Tanto se ha insistido en que el muro no tenía importancia porque se iba a una
independencia “de buen rollo”, que muchos se lo han creído. Entonces, ¿a qué
viene decir ahora que no se ha perdido la olla, que lo que ocurre es que hay un
muro, el mismo muro que hasta ayer no importaba y que por lo visto sigue sin
importar?
Si las candidaturas
a favor de la independencia consiguen un resultado aparente (no los dos tercios
del electorado exigidos por el Estatut de Autonomía, que eso es pedir
gollerías; simplemente una mayoría simple, y tampoco de votos sino de escaños),
se irá a la declaración unilateral, dice Mas, y luego se negociará con el
Estado la realización de un referéndum legal y decisorio.
Se parte de la idea
de que el Estado dirá que sí, lo que equivale a suponer que el consabido muro
del “no y de la intolerancia” se habrá disuelto por ensalmo. Se parte de la
idea de que un 48,5% de los votos se habrá convertido para entonces en un
66,7%, única base legal posible para seguir dando pasos adelante. Se omiten los
costos del proceso, en dineros, en recursos humanos y en la paralización o el
retraso de políticas tendentes a aumentar el empleo, el bienestar y la cohesión
social. Todo se sacrifica a un objetivo de consecución altamente improbable.

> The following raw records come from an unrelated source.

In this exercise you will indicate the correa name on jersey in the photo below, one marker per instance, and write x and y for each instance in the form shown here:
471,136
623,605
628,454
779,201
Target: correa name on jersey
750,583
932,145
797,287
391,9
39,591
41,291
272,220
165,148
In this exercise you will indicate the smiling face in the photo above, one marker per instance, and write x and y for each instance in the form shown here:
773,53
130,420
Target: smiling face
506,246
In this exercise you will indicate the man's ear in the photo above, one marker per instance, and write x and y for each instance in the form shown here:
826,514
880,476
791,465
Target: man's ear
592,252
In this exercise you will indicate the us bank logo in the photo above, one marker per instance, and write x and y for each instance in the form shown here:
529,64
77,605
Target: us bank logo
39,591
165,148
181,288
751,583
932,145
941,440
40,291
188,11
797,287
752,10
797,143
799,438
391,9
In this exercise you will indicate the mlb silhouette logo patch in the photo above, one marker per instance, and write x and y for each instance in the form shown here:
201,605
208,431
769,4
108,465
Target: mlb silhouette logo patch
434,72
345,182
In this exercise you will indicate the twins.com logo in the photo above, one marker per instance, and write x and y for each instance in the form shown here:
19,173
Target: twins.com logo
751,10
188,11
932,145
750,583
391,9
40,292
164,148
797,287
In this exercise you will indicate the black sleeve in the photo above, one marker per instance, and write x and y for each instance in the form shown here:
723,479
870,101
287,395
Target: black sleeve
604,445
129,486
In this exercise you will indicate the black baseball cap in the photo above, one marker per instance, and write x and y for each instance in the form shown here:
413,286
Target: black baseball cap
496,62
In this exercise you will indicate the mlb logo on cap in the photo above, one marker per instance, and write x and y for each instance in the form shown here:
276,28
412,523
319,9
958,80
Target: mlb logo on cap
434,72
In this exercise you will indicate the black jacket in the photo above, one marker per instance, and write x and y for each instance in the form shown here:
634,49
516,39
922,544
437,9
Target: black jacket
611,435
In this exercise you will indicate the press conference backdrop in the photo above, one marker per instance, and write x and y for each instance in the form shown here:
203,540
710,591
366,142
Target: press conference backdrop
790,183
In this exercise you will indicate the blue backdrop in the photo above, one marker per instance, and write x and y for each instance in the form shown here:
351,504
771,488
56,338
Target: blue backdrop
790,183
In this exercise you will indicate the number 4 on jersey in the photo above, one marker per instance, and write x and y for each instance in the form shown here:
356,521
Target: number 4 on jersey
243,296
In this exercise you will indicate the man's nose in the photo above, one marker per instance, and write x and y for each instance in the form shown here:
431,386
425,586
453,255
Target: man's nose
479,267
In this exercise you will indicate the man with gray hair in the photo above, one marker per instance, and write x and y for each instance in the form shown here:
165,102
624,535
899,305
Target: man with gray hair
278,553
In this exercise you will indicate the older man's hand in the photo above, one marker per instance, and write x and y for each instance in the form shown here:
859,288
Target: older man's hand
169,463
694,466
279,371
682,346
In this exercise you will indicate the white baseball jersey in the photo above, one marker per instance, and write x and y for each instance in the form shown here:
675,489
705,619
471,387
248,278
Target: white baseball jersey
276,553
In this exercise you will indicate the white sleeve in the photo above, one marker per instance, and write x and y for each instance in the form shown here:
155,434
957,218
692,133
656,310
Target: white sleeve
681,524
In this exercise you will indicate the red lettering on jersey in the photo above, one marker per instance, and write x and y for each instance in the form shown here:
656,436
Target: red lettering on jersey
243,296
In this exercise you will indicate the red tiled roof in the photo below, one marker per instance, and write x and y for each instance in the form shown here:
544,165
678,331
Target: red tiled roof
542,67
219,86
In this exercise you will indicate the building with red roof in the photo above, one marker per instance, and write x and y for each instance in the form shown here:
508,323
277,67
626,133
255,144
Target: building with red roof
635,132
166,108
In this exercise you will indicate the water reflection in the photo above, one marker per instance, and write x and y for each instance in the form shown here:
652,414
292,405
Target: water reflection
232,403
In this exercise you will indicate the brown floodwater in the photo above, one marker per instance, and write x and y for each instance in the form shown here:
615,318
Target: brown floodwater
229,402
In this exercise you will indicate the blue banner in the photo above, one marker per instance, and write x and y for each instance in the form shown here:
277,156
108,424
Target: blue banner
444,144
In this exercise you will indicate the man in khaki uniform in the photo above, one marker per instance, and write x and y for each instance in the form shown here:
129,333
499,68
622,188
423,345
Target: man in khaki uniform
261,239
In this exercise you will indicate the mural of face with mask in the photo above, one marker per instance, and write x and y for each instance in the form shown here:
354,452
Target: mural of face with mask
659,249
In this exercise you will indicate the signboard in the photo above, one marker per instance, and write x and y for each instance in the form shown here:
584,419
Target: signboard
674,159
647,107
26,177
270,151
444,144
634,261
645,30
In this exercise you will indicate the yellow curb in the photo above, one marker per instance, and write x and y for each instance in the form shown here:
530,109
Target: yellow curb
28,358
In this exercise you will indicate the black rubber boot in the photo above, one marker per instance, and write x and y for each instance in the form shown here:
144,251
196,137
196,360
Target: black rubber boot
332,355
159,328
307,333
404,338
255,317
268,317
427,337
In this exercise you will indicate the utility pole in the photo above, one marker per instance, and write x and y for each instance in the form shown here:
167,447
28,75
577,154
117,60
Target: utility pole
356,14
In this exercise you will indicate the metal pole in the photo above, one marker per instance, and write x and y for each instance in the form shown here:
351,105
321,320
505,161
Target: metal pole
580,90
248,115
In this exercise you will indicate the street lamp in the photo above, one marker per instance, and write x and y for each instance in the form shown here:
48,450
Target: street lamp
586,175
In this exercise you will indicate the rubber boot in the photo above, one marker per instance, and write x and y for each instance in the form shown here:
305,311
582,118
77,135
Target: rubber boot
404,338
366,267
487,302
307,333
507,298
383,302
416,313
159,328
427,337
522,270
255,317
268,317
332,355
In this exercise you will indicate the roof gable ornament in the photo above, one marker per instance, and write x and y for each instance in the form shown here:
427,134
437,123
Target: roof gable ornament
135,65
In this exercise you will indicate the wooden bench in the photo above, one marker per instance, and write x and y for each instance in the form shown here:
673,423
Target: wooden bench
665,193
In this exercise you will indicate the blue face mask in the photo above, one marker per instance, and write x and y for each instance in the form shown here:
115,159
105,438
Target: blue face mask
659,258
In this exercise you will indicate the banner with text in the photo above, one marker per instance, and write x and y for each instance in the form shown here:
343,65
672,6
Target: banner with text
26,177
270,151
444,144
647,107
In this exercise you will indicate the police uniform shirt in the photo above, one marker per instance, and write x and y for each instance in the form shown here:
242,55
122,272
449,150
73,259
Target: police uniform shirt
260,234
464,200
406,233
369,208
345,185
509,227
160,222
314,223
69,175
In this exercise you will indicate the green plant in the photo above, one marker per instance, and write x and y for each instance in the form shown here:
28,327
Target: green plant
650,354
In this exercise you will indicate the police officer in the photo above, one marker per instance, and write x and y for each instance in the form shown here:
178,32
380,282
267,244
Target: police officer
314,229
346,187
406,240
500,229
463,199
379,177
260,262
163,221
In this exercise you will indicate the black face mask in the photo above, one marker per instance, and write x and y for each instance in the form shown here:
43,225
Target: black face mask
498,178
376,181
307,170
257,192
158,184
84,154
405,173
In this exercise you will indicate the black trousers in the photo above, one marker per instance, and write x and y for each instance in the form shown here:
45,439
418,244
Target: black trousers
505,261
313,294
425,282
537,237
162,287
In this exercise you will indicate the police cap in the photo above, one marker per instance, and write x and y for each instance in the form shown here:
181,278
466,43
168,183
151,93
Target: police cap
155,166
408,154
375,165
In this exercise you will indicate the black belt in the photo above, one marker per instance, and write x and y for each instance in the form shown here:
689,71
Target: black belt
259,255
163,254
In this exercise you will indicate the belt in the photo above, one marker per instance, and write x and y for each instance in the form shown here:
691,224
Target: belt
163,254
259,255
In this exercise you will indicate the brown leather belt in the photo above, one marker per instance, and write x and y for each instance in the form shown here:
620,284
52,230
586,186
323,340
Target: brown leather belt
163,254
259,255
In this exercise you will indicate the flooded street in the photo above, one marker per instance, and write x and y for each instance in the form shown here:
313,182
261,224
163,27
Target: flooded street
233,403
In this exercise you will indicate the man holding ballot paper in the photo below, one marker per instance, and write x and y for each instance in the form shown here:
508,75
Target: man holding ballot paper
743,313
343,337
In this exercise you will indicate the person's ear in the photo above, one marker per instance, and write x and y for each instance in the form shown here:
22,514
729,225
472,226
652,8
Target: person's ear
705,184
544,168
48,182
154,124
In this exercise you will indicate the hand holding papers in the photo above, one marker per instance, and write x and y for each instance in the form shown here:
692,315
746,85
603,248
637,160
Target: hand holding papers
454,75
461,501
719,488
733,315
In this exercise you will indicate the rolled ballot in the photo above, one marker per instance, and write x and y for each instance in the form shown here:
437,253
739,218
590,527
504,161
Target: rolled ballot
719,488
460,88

Eso no quiere decir, al parecer, que a alguien se le ha ido la olla. O que ese
alguien se está comportando como el trilero que nos incita a apostar fuerte
para adivinar debajo de cuál cáscara de nuez está el guisante.
En tiempos
pretéritos, el rey español Felipe II reunió una armada poderosa y la lanzó a la
conquista de Inglaterra. Bautizó su armada con el nombre pomposo de la Invencible, e hizo
acompañar la expedición de rezos, salmos e himnos en los altares mayores de
todas las catedrales, colegiatas e iglesias del reino. Sin embargo, la armada
chocó también con un muro. A las dimensiones del desastre en muertos, heridos,
presos, naves hundidas o apresadas, y dineros volatilizados, se sumó el
ridículo de la pompa con la que se había anunciado el envite. El rey se excusó
con una frase que ha pasado a la posteridad. No se le había ido la olla, es que
no había mandado a su flota a luchar contra los elementos. No dimitió (perdón,
abdicó) después de provocar aquel esperpento trágico. Peor aún, por una de esas
ironías exquisitas de la historia, ha pasado a la posteridad con el sobrenombre
de “el Rey Prudente”.
El intríngulis con
los elementos es que están siempre ahí, a la vista. No engañan. Quien quiera
luchar, no puede ignorarlos. Está obligado a tenerlos en cuenta.